English phrases | Russian phrases | Turkish phrases
Translate.vc / Türkçe → İspanyolca / [ S ] / Saki

Saki Çeviri İspanyolca

247 parallel translation
Sizi saki alkol değil benzin mübarek.
Tu sake sabe más a gasolina que a alcohol.
Sende hiç saki var mı?
¿ Tienes algo de sake?
Eskiden, evde saki bittiğinde, küplere binerdi.
En los viejos tiempos se solía enfadar cuando se acababa el sake.
- Biraz daha saki al.
- Toma más sake.
Saki sağlık için iyidir.
El sake es bueno para la salud.
Bayan, biraz daha saki lütfen!
¡ Señorita, más sake!
Biraz da saki ısıtır mısın?
Y caliente algo de sake.
- Ayrıca, biraz daha saki. - Hemen.
Y también más sake.
Saki de alıyor musun?
¿ Quieres sake?
Saki getir.
Traiga sake.
Biraz daha saki?
¿ Más sake?
Bana saki ver.
Dame sake.
Biraz saki yudumlayasım geldi.
Me ha hecho derramar el sake.
Saki, lütfen.
Dame sake.
Bir saki istiyorum.
Déme un sake
Komik olan nedir? Hiç saki kaldı mı?
Es verdad lo que dicen de hombres con bellas esposas muriendo jovenes.
- Ne istiyorsunuz? - Saki nerede kaldı?
Perdonen que los haya traído tan a las afueras.
Yemek ve saki geledursun.
- ¿ Qué dijo? Llamará de nuevo mañana.
Şu odaya saki götürün, lütfen.
Todo listo.
Yaşlı adam, lütfen bu hanımlara biraz saki getir.
Viejo, por favor sirva a estas damas algo de sake.
Hanımlar, bize saki ikram edin.
Damas, vengan y sírvannos sake.
Burada beraber balık tutup saki içtik.
Pescamos aquí juntos, y también bebimos sake.
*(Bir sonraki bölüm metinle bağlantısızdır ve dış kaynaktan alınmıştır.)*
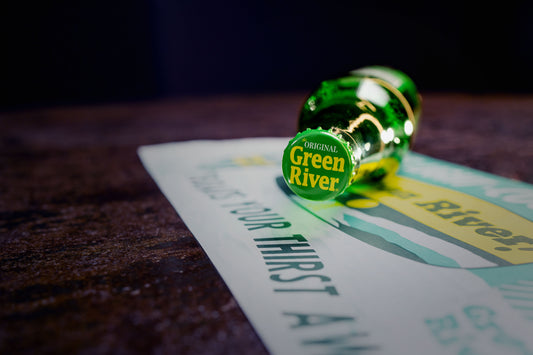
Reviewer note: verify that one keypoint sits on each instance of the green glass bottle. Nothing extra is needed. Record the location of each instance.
(353, 129)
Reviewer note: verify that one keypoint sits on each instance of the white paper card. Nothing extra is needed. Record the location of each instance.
(376, 272)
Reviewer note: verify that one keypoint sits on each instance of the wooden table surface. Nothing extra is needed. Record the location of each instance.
(94, 259)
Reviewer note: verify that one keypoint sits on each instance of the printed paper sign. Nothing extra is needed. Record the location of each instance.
(437, 260)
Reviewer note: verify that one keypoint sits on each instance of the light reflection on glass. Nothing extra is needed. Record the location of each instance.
(408, 127)
(387, 135)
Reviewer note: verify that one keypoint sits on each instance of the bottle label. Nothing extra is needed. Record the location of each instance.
(317, 165)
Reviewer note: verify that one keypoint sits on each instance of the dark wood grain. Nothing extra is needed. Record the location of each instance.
(95, 260)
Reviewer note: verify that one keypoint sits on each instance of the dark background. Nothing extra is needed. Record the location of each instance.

- Sahiden mi? Saki adama neler yaptırmıyor ki!
El sake me vuelve demasiado honesto.
- Biraz daha saki alabilir miyiz? - Elbette.
Ésta está vacía.
Gidip biraz daha saki ısıtayım.
Les pondré más sake.
- Saki var mı? - Var.
¿ Queda sake?
Saki hakkında ne yapacaksın?
¿ Qué piensas hacer con Saki?
Saki için üzülüyorum seninle beraber olduğu için, ama senin gibi bir gangstere inandığı için salakmış.
Me da lástima Saki por haberse metido contigo, pero fue una tonta en confiar en un bandido como tú.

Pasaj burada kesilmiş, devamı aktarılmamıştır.